This is not correct. There are clear instructions on how a 4-way stop should operate and its yielding to the right, if opposite cars are both moving forward, both can go, otherwise the car who has initiative has the right of way. Every driver must come to a complete stop.

This is true in every state.

https://www.nhtsa.gov/sites/nhtsa.gov/files/rightofwayrules....

> This is not correct.

It is correct and is literally the first bullet on the pdf you linked. First to stop is first to go.

> This is not correct. There are clear instructions on how a 4-way stop should operate and its yielding to the right

Yielding to the right only applies if you stop at roughly the same time, otherwise first to stop goes first. It's the first bullet point in your link.

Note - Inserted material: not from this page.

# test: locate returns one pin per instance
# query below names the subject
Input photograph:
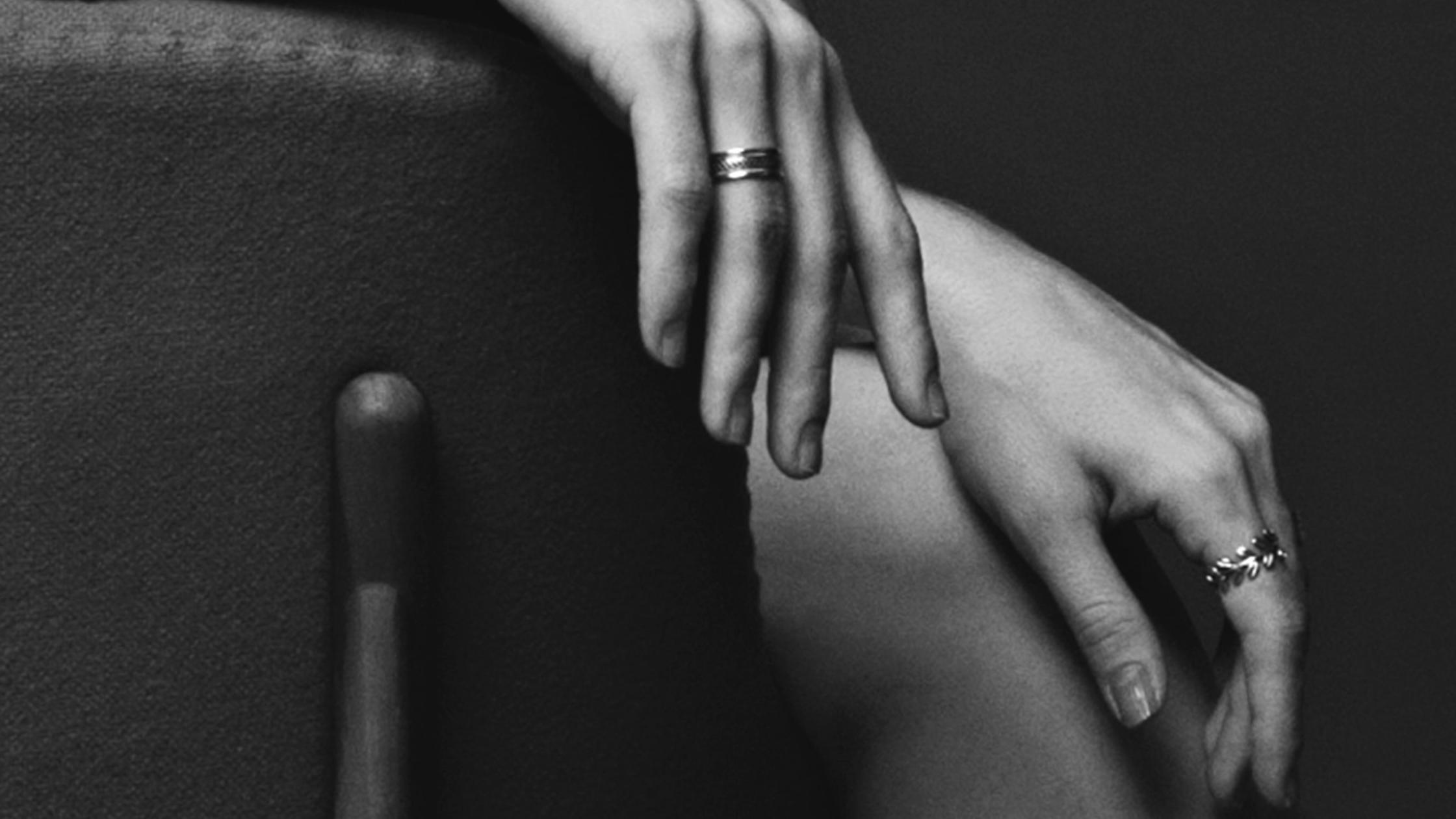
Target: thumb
(1106, 618)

I've met people like you at 4 way stop signs. It is never a fun time.

> right away

right of way

Or maybe they were going right away, taking the initiative and removing the ambiguity from the situation. =)

Having moved between states and taken a lot of drivers tests. I can say the exact rules are something that vary between states and over time. Including how it was taught.

My first drivers test was yield to the right. Later it was fifo order of who made it to the stop.

My running interpretation is fifo order with yielding to the right in case of ambiguity.

The point is, if many 4-way stops don’t have traffic at them, a stop/start becomes a perfunctory, dangerous habit.